“Be Careful what you wish for . . .”
Olivia Kiskey should have remembered that. I mean really – she should have learned that particular lesson when standing on the magic linoleum square by booth nine at Crazy Cousin Betty’s Waffle House granted her wish. But again – be careful what you wish for. Like when she wished on the magic square for “a little more space” from her college boyfriend, Charlie. Two days later? Yep. He dumped her for his roommate – Neal. Sigh.
“A Little Night Magic” starts out funny, and Amanda Ronconi does a beautiful job of narration, her slightly nasal voice is completely believable as Olivia.
When Olivia decides she is finally going to give up her crush on Tobias the cook, sell the house her mother left her, and travel to Scotland, well, people really don’t know what to think. And when Olivia finds out that she can turn objects to animals, things get really whacky . . .

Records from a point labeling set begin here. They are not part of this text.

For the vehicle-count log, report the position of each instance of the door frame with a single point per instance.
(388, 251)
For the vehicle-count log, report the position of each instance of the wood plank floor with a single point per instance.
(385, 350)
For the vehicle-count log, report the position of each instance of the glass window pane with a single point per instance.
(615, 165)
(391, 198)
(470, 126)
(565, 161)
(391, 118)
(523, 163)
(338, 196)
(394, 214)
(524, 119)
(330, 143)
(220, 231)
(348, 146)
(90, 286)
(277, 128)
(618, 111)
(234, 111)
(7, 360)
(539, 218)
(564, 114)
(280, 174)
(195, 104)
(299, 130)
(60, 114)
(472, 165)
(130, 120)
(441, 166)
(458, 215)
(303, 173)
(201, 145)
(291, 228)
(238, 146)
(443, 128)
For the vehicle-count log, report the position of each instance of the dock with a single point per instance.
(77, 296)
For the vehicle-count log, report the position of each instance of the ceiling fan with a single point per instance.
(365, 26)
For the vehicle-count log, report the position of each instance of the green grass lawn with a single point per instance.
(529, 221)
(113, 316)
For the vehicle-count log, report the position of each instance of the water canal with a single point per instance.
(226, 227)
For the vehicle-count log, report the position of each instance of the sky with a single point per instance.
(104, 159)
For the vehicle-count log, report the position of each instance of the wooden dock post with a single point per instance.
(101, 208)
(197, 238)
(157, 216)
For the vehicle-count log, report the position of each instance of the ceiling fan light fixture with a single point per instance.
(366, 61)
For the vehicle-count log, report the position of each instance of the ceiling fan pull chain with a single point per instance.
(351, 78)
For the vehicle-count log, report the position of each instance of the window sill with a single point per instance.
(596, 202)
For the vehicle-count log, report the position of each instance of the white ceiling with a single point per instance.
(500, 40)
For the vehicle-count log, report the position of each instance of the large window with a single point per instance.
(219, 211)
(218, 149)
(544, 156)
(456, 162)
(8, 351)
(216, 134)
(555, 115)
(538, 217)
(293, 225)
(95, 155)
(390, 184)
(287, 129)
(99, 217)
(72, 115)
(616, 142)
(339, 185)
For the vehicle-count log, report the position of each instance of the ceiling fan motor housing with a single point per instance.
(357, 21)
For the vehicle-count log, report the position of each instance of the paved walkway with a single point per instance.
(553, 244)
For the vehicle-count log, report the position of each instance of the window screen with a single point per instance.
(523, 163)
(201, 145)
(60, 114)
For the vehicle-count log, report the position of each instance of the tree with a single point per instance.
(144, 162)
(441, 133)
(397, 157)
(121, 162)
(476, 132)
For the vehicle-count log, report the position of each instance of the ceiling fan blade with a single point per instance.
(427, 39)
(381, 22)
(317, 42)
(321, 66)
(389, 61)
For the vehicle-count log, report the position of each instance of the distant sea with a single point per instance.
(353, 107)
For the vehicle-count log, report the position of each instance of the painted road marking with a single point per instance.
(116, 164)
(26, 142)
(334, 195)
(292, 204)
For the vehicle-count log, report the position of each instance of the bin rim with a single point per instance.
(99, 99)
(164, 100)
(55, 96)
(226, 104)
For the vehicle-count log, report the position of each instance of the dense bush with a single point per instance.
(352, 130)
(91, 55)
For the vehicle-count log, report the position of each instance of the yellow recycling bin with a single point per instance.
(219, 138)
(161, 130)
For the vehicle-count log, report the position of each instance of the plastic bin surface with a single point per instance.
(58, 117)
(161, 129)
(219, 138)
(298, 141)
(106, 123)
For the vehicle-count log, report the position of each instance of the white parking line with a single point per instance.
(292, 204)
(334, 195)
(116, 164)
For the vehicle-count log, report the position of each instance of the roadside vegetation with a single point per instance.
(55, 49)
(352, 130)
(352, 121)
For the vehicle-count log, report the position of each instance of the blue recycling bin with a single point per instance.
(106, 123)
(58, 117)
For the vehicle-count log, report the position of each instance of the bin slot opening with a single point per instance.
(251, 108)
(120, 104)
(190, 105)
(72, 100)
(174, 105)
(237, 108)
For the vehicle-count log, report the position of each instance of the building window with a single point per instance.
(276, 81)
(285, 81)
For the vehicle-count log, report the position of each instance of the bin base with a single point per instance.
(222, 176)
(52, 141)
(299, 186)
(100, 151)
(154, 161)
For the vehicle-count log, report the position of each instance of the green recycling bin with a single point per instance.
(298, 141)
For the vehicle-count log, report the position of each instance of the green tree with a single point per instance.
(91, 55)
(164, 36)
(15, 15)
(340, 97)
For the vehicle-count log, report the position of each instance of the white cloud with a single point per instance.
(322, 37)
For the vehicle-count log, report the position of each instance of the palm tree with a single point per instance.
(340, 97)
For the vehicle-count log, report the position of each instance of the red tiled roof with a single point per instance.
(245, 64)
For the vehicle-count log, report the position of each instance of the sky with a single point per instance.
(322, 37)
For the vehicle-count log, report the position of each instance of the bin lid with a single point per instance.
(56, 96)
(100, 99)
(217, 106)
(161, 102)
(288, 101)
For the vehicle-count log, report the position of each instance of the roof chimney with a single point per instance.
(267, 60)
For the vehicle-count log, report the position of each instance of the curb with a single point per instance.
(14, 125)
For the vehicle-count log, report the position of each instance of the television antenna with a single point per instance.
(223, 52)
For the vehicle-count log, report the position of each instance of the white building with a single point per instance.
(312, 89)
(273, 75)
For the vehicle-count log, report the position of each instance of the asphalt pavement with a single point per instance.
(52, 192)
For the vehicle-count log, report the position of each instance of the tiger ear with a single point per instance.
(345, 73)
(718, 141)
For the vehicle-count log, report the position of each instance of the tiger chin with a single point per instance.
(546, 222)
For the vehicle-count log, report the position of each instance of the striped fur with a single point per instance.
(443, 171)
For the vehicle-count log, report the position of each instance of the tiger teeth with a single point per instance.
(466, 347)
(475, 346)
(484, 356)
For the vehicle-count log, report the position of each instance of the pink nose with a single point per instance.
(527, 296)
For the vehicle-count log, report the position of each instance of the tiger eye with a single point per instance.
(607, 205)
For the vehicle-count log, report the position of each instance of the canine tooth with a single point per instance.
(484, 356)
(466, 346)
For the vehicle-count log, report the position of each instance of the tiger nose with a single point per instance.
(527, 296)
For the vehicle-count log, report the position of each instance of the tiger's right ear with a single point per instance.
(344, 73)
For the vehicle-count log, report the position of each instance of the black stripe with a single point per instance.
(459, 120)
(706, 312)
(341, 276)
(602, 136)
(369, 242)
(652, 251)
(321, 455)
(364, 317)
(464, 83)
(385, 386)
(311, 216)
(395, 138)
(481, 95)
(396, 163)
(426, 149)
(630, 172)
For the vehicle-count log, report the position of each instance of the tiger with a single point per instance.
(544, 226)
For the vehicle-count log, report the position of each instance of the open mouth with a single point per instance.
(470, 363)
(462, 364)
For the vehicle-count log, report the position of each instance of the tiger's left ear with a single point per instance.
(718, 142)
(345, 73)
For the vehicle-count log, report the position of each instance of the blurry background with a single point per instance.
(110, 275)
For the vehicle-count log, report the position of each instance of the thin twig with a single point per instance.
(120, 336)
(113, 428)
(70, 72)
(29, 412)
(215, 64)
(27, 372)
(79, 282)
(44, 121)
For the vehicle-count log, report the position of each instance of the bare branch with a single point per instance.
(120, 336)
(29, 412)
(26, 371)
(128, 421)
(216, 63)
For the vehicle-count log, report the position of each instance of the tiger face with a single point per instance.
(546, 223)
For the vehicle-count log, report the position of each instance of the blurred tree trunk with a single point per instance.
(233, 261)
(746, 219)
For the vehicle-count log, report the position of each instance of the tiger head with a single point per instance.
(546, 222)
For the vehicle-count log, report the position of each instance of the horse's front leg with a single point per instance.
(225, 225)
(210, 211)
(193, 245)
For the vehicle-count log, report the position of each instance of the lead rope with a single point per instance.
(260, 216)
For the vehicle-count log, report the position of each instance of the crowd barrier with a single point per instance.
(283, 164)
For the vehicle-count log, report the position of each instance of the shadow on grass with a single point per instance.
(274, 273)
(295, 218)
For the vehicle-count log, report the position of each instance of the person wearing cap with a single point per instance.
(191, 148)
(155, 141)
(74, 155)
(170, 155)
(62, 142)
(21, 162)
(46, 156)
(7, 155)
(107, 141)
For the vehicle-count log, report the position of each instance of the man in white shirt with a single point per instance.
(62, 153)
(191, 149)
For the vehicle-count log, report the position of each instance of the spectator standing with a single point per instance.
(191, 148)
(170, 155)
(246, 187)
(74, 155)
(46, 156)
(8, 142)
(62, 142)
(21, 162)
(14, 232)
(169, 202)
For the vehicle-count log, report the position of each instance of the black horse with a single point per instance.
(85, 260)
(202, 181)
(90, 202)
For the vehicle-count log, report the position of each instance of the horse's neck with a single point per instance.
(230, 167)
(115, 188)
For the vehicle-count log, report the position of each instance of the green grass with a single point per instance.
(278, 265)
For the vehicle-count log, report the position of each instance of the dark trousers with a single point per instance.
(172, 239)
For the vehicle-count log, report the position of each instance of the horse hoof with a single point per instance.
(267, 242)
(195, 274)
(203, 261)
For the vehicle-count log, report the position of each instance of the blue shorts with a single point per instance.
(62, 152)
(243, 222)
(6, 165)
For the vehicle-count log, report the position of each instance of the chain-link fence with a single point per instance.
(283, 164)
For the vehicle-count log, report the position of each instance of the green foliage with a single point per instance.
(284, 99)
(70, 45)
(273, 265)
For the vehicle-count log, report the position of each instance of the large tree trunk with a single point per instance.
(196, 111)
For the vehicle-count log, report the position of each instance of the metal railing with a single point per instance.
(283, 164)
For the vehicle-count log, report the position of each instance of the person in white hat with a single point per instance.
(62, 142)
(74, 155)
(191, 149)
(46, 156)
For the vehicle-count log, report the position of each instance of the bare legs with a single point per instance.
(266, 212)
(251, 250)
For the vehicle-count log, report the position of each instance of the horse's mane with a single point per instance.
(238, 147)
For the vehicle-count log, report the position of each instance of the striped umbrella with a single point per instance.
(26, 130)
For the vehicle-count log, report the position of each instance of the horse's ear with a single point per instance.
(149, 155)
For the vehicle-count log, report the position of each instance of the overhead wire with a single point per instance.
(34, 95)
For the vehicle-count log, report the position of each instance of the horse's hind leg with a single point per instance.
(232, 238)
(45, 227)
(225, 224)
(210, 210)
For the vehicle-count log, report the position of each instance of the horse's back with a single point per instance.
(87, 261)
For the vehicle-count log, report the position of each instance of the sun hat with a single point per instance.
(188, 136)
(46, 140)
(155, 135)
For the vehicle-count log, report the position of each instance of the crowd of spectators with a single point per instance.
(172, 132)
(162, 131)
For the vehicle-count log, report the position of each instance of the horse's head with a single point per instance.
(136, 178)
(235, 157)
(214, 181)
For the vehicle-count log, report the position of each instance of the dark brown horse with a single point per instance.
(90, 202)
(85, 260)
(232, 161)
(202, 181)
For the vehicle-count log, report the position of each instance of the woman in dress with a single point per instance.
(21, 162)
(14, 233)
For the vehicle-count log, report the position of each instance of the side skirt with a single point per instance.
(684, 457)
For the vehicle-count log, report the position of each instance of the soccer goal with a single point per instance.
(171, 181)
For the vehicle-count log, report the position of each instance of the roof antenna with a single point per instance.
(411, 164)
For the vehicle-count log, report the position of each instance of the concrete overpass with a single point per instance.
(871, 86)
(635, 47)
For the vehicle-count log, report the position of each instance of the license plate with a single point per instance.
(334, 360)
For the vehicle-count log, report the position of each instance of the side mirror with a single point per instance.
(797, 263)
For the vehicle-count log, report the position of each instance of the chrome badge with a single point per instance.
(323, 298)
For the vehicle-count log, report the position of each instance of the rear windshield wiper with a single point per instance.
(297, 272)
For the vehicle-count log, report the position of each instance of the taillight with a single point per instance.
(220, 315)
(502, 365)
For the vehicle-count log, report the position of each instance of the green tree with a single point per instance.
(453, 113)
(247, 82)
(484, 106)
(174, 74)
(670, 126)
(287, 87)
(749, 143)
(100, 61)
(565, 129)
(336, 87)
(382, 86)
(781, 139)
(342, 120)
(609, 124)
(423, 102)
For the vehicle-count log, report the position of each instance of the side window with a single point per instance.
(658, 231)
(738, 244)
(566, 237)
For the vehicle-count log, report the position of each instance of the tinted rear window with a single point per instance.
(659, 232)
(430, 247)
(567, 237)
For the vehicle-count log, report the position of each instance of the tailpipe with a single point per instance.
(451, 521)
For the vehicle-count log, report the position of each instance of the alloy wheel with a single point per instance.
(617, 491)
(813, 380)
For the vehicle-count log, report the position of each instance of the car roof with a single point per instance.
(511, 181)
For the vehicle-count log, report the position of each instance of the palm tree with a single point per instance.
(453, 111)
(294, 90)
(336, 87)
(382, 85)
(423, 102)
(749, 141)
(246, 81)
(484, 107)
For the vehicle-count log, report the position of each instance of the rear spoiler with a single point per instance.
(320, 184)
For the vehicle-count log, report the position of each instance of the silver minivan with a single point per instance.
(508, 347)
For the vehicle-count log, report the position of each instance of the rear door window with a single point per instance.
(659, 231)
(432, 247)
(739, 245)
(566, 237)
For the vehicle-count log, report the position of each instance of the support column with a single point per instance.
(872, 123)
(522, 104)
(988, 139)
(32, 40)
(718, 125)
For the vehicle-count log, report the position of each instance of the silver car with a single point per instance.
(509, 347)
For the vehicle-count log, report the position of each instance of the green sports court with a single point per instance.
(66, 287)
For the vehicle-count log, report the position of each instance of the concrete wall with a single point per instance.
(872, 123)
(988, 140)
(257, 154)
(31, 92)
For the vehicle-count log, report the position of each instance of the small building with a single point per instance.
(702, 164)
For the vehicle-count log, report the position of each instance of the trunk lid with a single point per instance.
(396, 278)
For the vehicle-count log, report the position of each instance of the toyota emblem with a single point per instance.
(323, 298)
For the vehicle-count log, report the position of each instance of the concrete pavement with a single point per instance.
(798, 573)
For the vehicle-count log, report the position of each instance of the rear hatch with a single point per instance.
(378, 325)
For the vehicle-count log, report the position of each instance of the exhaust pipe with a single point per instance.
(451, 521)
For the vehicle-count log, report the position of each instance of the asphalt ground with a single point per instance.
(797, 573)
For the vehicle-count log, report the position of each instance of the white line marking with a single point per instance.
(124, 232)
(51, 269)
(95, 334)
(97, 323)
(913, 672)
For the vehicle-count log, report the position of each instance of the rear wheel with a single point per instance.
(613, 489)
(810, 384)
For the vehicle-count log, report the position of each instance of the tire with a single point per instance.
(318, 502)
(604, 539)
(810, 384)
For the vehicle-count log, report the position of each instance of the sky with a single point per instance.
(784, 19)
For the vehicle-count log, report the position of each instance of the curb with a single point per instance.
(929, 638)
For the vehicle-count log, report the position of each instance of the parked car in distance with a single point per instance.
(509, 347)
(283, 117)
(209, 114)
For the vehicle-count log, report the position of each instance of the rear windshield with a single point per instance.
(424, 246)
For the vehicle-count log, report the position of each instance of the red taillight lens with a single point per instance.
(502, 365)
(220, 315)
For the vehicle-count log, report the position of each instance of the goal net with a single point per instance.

There are things I liked about A Little Night Magic. Olivia is a fun character – she has been stuck in a small town, working as a waitress, for years. As she says, “Spontaneity without commitment is just wishful thinking.” So, in six weeks, she is outta-there. Well, at least that is what she is planning. For a twenty-eight year old, she is very ‘young.’ So when Davina, a supposed ‘magical person’ shows up, and things start getting interesting, Olivia starts learning new things – the hard way. Davina is sure that Olivia is magical – and is determined to teach her. Hence, the whole ‘my coffee mug is now named Gibson’ thing. There are secrets, evil, a stranger chasing her – and the people she has known all her life are even stranger.
Then there are the things that could have been done much better. The give-and-take between Olivia and Tobias is aggravating, to say the least. Tobias is passive-aggressive, the people trying to ‘help’ her are more harmful than helpful, and Olivia’s innocence, in my opinion, is laid on a bit thick. This is a ‘fluffy’ book – which I really don’t mind at all – but Olivia’s ‘friends’ are spiteful and the mystery was figured out within the first couple of chapters, which really doesn’t work for me. The other thing that really disappointed me? The “Bad Guy” is truly evil. And yet, instead of doing something about it, or helping others with the ability do something about it, Olivia is a complete gutless weenie loser. I mean, come ON! You have the ability to stop a murderous megalomaniac – and yet you are too cowardly to stop that person?
So, Olivia pretty much ends up in the “too stupid to live” category, as others have said. And that is a shame, because the concept was good – it was the execution that let me down.